A financial adviser has a legally regulated, fiduciary duty to their clients. A financial advisor is the [email protected] who sells high fee mutual funds.

Incorrect. Either spelling is fine. [email protected] is not an advisor, but a salesperson. Ensure any advisor is IIROC-licensed. – Garth

#75 Robert B on 06.12.22 at 1:30 pm

Thanks for the blog Doug

Question for you.
Why isn’t gold or gold stocks held say a token 5-10%
of the portfolio ? We are in an inflationary
environment and based on the 80’s inflation gold
reacted well.
Why is Gold or gold stocks such a bad investment
in an inflationary period .
These big gold stocks pay a rising dividends yield north of 1-2%.

Please help me get my head around this .

#76 Barb on 06.12.22 at 2:05 pm

#67 Niagara
“Garth you may have mentioned it in the past so sorry to ask. What is the minimum investment amount for your organization to take on clients?

It makes economic sense to seek a fee-based advisor when your household has $200,000 or more to be managed. – Garth”
—————————-

THEN I’M AN ARSE FOR NOT BEING WITH YOU EARLIER!
(cue the kicking myself sound effects, fade to black).

#77 Old Boot on 06.12.22 at 2:24 pm

Why are you reluctant to point out the difference between a financial adviser with a legally regulated fiduciary duty to their clients, and a financial advisor with no such fiduciary duty? Seems pretty fundamental to choosing someone to entrust with your money.

#78 Faron on 06.12.22 at 2:27 pm

This thread on crypto and Pierre Poilievre is pretty good from a great reporter. Seems that he did everything short of suggesting people buy crypto. Since then, bitcoin is down a lot.

https://twitter.com/a_picazo/status/1524486849980424192

#79 Ustabe on 06.12.22 at 3:08 pm

It makes economic sense to seek a fee-based advisor when your household has $200,000 or more to be managed. – Garth

And most advisors will take on the young adult sons and daughters of existing clients even if they have far less.

#80 Quintilian on 06.12.22 at 3:10 pm

They only legitimate complaint against the DIY facilitators/ casino/ is that they should be licensed by the Gaming Commission.

If people want to light a match or gamble with their money that is one thing, but to call it an investment platform using weasel words like “vectors” and showing tv commercials of dads cuddling their babies assuring them a secure future- that’s just legal fraud.

Also… Crowdie, you still buying on the dips?
If so you are going to be very busy this summer.

#81 Doug Rowat on 06.12.22 at 3:28 pm

#75 Robert B on 06.12.22 at 1:30 pm
Thanks for the blog Doug

Question for you.
Why isn’t gold or gold stocks held say a token 5-10%
of the portfolio ? We are in an inflationary
environment and based on the 80’s inflation gold
reacted well.
Why is Gold or gold stocks such a bad investment
in an inflationary period .

—-

Gold reacted well during the 1973-79 inflationary period, but was negative during both the 1980-84 and 1988-91 inflationary periods. And, of course, has been a useless hedge this time around over the past year or so.

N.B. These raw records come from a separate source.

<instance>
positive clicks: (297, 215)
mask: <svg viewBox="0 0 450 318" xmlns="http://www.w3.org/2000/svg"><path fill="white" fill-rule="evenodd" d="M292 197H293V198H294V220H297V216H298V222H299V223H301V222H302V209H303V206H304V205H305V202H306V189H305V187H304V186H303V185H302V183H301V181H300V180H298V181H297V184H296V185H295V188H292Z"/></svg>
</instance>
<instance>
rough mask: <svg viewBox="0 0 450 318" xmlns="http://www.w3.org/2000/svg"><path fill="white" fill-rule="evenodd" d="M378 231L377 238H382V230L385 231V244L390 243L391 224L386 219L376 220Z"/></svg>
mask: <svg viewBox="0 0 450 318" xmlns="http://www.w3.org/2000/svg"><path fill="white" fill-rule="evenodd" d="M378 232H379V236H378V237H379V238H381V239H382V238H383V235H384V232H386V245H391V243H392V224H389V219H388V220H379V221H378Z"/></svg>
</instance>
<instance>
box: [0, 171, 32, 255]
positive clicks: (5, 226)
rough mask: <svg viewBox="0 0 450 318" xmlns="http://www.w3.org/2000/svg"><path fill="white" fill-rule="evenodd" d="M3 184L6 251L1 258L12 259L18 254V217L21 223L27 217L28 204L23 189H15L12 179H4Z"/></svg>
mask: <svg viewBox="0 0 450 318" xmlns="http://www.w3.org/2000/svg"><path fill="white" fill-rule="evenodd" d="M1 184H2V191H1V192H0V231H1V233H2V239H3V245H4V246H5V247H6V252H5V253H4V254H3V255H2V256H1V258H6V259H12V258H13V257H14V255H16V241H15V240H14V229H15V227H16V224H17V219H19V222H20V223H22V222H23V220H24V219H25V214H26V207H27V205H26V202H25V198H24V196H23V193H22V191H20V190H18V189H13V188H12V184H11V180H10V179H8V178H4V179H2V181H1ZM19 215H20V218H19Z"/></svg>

In other words, it’s track record as an inflation hedge in recent decades is poor. Therefore why own any now?

—Doug

#82 Say what on 06.12.22 at 4:12 pm

@#81

The original question and answer are both cherry-picking time frames to support their opinion.

Similarly one could also state from 2002 until today gold is up 7.5x while stocks are up a paltry 4x.

Or, from start of 2022 gold is up but stocks are down big time.

The main reason gold is not up more today in terms of an inflation hedge is because the fed said they would crush inflation so most who don’t own gold won’t allocate to gold because they trust the fed.

But when we see inflation continue higher they will start to shift – hint on Friday gold was up while US$ was up and stocks cratered for the day.

#83 Mattl on 06.13.22 at 12:31 pm

Recent history says that financial assets will rebound, because Central’s have stepped in to save markets with low rates and QE. But if you can put aside recency bias and believe the Centrals will stick to tightening, history shows long periods of low/no growth. I can’t see any scenario where rates rise, liquidity is removed from markets, RE gets crushed and stocks perform well. We are in for a long one unless the CB’s back off tightening.